At Joint Base Lewis-McChord (JBLM) and elsewhere, the Army has pushed counseling teams out of hospitals to embed with troops. It’s also cutting back the use of private psychiatric hospitals while expanding intensive mental health programs at military facilities like Madigan Army Medical Center.
The reforms come at a time when the Army, despite a dramatic reduction in troops headed to a war zone, still faces serious challenges trying to reach and treat soldiers with post-traumatic stress disorder (PTSD) and other mental health conditions
This strikes me at first blush as a pretty good idea.
Currently, when a soldier is referred for mental health care, they report to the centralized office on post, either at the base hospital or Troop Medical Clinic.
Under the new program at Lewis, each BCT will be supported by a dedicated team, co-located with them. It’s a lot easier, as the article notes, to walk across the parking lot than to have to go clear across post.

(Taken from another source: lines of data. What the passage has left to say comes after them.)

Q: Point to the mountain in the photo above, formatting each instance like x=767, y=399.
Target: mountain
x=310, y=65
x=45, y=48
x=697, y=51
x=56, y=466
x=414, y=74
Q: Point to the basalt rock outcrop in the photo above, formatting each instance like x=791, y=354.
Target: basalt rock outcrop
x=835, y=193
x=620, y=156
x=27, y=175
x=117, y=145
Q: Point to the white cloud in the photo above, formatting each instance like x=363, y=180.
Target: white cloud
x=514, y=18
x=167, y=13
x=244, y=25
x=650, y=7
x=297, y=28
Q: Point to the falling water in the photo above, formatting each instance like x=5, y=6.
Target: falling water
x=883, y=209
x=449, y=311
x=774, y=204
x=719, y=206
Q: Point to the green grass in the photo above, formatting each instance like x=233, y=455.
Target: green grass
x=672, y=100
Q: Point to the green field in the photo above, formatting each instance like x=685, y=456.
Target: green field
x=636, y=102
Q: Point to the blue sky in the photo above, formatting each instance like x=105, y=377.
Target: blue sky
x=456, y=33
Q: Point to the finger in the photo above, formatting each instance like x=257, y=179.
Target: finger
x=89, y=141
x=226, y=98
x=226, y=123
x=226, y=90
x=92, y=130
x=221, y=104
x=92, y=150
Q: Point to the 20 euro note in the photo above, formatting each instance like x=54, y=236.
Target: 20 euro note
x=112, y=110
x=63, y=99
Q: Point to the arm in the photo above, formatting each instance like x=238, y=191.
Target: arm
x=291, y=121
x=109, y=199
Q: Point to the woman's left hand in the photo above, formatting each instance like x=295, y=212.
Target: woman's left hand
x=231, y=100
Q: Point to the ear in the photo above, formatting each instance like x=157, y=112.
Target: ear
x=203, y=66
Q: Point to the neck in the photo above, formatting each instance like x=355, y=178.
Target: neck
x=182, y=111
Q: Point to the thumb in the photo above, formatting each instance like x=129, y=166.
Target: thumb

Also, having teams in direct support of specific units will likely increase continuity of care. Mental health professionals will also likely be better able to form an opinion on the environments in the units they support.
It should be noted that the MHTs will apparently not be under the command of the supported unit, but remain under their own chain of command.
This isn’t a panacea that will resolve all issues, but does seem like a good approach.
When we talk about mental health in the service, we really should distinguish a couple of different things. First, there is PTSD, Post Traumatic Stress Disorder- that is, the challenges of war have a debilitating effect on many troops, and they need services to help bring them back to a fully functional state.
The other kind of mental health issue is this- simply serving in the Army can be hugely stressful and disorienting for many people. Remember, many young soldiers are away from family and lifelong friends for the first time, in a new environment, far away from home, and often for the very first time in their lives forced to meet demanding standards of performance, behavior and conduct, all while also simply being treated as an adult for the first time. Most troops handle that with aplomb. Some struggle with adapting to that environment.
At some point, many who cannot adapt are discharged as unsuitable for the military lifestyle. But given the costs associated with recruiting and training an otherwise qualified individual, many times, the costs and time needed to provide counseling and mental health care that can enable them to serve satisfactorily would be cheaper than discharging them and replacing them.